Wednesday, February 11, 2009

Rosencrantz and Guildenstern are Dead: Act III

The last act opens with an existential bent with the characters asking each other "Are you there?" and "Is that you?", "Yes", "How do you know?" They conclude in this opening scene that they are "still here" because they can still think and talk and feel. At the end of the scene, death is viewed as the cessation of existence; Rosencrantz and Guildenstern die when they cease to exist; they disappear; life is existing and death is not existing. I thought it was interesting how they just disappeared. I had been wondering throughout the course of the book how Stoppard would portray the deaths of his characters, and I found this way of "killing" them unexpected but suitable to the postmodernism of the play.

The concept of fate/choice also turns up in Act III (of course!) and Guildenstern says "Where we went wrong was getting on a boat. We can move, of course, change direction, rattle about, but our movement is contained within a larger one that carries us along as inexorably as the wind and current..." Here, the ideas of fate and choice are viewed together, as intertwining in the big picture whereas in the rest of the book, they were considered as individual options and alternated but not put together.

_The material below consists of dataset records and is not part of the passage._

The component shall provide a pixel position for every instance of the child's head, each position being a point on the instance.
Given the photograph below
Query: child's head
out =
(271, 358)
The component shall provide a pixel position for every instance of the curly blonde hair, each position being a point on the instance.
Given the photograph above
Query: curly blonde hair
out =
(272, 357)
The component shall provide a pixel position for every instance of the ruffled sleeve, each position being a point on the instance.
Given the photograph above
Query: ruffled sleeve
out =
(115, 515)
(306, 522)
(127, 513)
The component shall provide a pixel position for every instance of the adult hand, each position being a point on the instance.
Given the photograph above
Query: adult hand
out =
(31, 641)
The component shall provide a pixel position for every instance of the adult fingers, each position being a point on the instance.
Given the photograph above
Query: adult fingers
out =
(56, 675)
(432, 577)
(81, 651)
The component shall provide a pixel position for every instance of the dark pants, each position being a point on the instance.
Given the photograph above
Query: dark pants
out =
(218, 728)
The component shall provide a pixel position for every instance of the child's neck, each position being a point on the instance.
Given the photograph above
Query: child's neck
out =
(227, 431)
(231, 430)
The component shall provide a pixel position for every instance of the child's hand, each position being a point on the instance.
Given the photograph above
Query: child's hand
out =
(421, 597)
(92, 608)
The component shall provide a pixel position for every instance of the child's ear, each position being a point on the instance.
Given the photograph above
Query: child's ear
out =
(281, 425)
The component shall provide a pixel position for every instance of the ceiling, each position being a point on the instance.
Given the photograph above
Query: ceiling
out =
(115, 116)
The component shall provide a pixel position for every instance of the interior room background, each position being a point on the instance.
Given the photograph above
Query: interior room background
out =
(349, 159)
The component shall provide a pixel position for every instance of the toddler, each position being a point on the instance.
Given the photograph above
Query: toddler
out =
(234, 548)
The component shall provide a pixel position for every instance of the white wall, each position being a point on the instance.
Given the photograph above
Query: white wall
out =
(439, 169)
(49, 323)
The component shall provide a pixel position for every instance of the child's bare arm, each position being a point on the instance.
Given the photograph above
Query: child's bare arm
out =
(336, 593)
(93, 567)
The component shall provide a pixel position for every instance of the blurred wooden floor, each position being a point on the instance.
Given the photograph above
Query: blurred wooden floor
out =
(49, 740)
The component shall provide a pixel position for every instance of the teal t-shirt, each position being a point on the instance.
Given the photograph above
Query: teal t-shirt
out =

Guildenstern here says that choice is encompassed in the larger scheme of fate. There is choice only within what fate has determined. Also, I think the wind is a sort-of motif, appearing here again after several previous apprearnces in the text including Hamlet's statement that "when the wind is southerly, [he] know[s] a hawk from a handsaw". Perhaps the wind is a symbol of fate, that Hamlet's sanity depended on the direction of the wind (which he had no power to change), just as Rosencrantz and Guildenstern have no power to change the direction in which the wind blows their boat.

Toward the end of the play, but not yet in the end, the Player says "Life is a gamble", going along with the idea that everything is a game. However, when Guildenstern realizes that they are about to die, he says "death is not a game which will soon be over...Death is not anything...death is not...It's the absence of presence, nothing more". I interpret this to mean that, perhaps life is a game, meant to be figured out and pondered and played, but death is not. Death is just the unfinished, unresolved conclusion. The "game" meant nothing because it inevitably just disappears in the end and nothing has been figured out.